Run evalscope eval --help to get a complete list of parameter descriptions.

Model Parameters#

  • --model: Specifies the model_id of the model in ModelScope, which can be automatically downloaded, for example, Qwen/Qwen2.5-0.5B-Instruct; it can also be a local path to the model, e.g., /path/to/model.

  • --model-args: Model loading parameters, separated by commas in key=value format. Default parameters:

    • revision: Model version, default is master.

    • precision: Model precision, default is auto.

    • device_map: Device allocation for the model, default is auto.

  • --generation-config: Generation parameters, separated by commas in key=value format. Default parameters:

    • do_sample: Whether to use sampling, default is false.

    • max_length: Maximum length, default is 2048.

    • max_new_tokens: Maximum length of generated tokens, default is 512.

  • --chat-template: Model inference template, default is None, which means using transformers’ apply_chat_template; supports passing a Jinja template string for custom inference templates.

  • --template-type: Model inference template, deprecated, refer to --chat-template.

Dataset Parameters#

  • --datasets: Dataset names, supporting multiple datasets separated by spaces. Datasets will be automatically downloaded from ModelScope; refer to the Dataset List for supported datasets.

  • --dataset-args: Settings for the evaluation dataset in JSON format, where the key is the dataset name and the value is the parameters. Note that they must correspond one-to-one with the values in the --datasets parameter:

    • local_path: Local path to the dataset. If specified, it will attempt to load local data.

    • prompt_template: Prompt template for the evaluation dataset. If specified, it will be prefixed to each evaluation data entry.

    • subset_list: List of subsets for evaluation data. If specified, only subset data will be used.

    • few_shot_num: Number of few-shot samples.

    • few_shot_random: Whether to randomly sample few-shot data.

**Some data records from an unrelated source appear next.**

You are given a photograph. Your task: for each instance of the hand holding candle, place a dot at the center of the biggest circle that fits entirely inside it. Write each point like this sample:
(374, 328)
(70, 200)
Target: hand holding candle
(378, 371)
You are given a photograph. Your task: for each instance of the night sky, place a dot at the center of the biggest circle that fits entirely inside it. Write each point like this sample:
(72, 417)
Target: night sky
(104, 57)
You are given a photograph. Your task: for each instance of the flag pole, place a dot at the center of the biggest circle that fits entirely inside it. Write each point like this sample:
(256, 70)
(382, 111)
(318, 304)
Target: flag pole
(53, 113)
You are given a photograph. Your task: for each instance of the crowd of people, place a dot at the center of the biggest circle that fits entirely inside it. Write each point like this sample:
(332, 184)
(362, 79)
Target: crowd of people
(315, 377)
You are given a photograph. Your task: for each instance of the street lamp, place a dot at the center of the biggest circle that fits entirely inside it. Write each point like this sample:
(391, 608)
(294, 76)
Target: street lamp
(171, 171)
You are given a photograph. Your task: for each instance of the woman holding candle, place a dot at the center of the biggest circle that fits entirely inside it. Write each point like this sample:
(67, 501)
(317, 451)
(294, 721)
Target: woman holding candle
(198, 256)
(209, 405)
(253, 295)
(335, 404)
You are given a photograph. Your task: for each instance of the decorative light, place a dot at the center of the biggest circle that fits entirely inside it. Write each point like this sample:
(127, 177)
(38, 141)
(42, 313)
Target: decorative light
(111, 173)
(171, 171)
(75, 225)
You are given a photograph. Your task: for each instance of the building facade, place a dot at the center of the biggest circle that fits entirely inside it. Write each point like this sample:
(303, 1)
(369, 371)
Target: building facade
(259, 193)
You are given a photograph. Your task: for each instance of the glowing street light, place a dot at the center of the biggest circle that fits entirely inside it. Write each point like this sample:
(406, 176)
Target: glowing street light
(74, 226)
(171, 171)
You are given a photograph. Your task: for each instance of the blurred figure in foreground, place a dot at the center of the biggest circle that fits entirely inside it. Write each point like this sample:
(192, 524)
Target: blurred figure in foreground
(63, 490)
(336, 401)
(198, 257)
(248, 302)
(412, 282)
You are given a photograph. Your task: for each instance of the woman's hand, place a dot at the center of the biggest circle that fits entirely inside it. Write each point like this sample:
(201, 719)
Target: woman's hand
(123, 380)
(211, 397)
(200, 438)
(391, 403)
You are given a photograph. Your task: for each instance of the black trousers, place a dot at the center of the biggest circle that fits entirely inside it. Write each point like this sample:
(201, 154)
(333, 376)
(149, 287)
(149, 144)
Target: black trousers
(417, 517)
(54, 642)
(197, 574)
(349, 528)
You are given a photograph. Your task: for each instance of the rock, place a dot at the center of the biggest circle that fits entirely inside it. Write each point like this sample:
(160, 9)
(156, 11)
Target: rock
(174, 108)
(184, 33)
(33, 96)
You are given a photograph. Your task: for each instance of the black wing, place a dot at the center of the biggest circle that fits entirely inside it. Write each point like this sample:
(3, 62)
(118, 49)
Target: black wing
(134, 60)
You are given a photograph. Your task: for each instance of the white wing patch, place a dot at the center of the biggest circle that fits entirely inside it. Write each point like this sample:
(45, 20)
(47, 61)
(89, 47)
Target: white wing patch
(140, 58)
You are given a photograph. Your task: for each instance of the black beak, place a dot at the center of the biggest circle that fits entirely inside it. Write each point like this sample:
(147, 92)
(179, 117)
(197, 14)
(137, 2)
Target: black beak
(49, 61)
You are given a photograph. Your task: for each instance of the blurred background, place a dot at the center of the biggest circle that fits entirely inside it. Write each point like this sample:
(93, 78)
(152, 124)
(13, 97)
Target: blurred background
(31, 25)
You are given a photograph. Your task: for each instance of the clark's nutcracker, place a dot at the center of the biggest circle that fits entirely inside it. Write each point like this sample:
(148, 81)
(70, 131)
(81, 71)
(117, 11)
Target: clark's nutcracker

Defaults to true if not set.

  • --dataset-dir: Path for downloading datasets, default is ~/.cache/modelscope/datasets.

  • --dataset-hub: Source for downloading datasets, default is modelscope, can also be huggingface.

  • --limit: Maximum amount of evaluation data per dataset. If not specified, it defaults to evaluating all data, which can be used for quick validation.

Evaluation Parameters#

  • --eval-stage: Evaluation stage, options are all, infer, review:

    • all: Full evaluation, including inference and evaluation.

    • infer: Only perform inference, no evaluation.

    • review: Only perform data evaluation, no inference.

  • --eval-type: Evaluation type, options are checkpoint, custom, default is checkpoint.

  • --eval-backend: Evaluation backend, options are Native, OpenCompass, VLMEvalKit, RAGEval, ThirdParty, default is Native.

    • OpenCompass is used for evaluating large language models.

    • VLMEvalKit is used for evaluating multimodal models.

    • RAGEval is used for evaluating RAG processes, embedding models, reranker models, CLIP models.

      See also

    • ThirdParty is used for other special task evaluations, such as ToolBench and LongBench.

  • --eval-config: Required when using non-Native evaluation backends.

Other Parameters#

  • --work-dir: Output path for model evaluation, default is ./outputs/{timestamp}.

  • --use-cache: Use local cache path, default is None; if a path is specified, such as outputs/20241210_194434, it will reuse the model inference results from that path. If inference is not completed, it will continue inference and then proceed to evaluation.

  • --seed: Random seed, default is 42.

  • --debug: Whether to enable debug mode, default is false.

  • --dry-run: Pre-check parameters without performing inference, only prints parameters, default is false.